Mes deux parents ont grandi sur une ferme. Lorsque le mauvais temps se présentait; c’était le branlebas le combat : il fallait s’assurer que les animaux étaient en sécurité, que toutes les portes étaient bien fermées. La plupart du temps, on se rassemblait dans une pièce de la maison pour prier… Le calme venu, on vérifiait si tout était en place, que tous étaient sains et saufs. La vie reprenait alors son cours.

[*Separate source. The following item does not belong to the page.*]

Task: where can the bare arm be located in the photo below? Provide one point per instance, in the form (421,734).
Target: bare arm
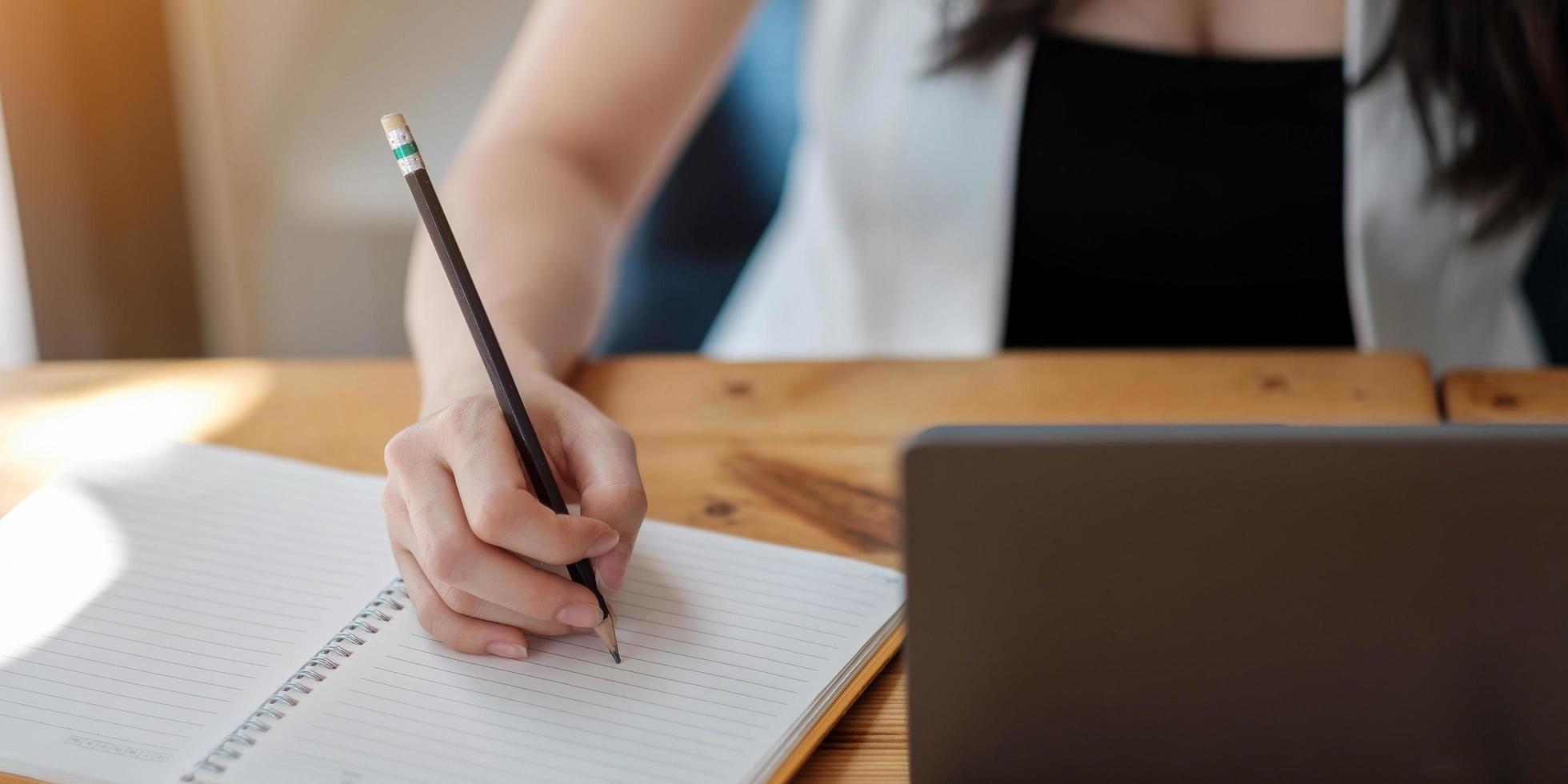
(584,119)
(591,106)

Durant mon enfance, contrairement à mes parents, j’ai grandi en ville. Comme se plaisait à dire ma mère, on ne « sort pas la petite campagnarde » de ce qu’elle était. Chaque fois qu’un orage se profilait à l’horizon, tous ses sens s’aiguisaient, elle était prête à tout. Or, il arrivait que l’éclair déchire la nuit, ou que le roulement du tonnerre nous réveille. Immanquablement, mes parents se levaient pour voir si tout allait bien. Quand la tempête était trop forte, ils venaient nous chercher, ma sœur et moi, pour nous emmener dans le sous-sol.
Curieusement, je garde un très beau souvenir de ces nuits de veille. Oui, le temps était mauvais; oui, le bruit ou la lumière de l’orage avait quelque chose de terrifiant, mais j’en faisais peu de cas. Confortablement installé dans un beau fauteuil, entouré des bras de l’un de mes parents dans une grosse doudou, très souvent, je me rendormais. J’étais en sécurité; j’étais bien.
La maison de mon enfance était modeste, mais une chose était fantastique. Nous étions sur le coin d’une rue. Le perron ou la « galerie », comme on dit au Québec, s’étendait sur deux côtés; le tout protégé par un toit. Quelque était la force de l’orage, il y avait toujours un côté de la maison à l’abri.
Je ne me souviens plus de l’âge que j’avais, 9 ou 10 ans, mais l’image est très vive en moi. Au moment où un éclair surgit dans la grisaille, mon père me lance : « Viens, je vais te montrer quelque chose d’extraordinaire ». Au lieu de nous lancer dans l’escalier du sous-sol, il me conduit sur le côté abrité de la maison et, dehors, nous installons des chaises. Puis, nous commençons à regarder le ciel. Dans sa pipe, un tabac sentait merveilleusement bon. Il me dit : « Tiens, c’est le meilleur endroit pour regarder ». Je lui dis : « Mais quoi ?!? ». Il me lance avec un grand sourire : « Les éclairs ! Tu vas voir, c’est très beau ». Nous étions là, à tenter d’en voir le plus possible et à nous extasier devant la beauté de leur forme. À une autre époque, passionnés de photographie, nous avons même essayé de les capter ! Quelles splendeurs !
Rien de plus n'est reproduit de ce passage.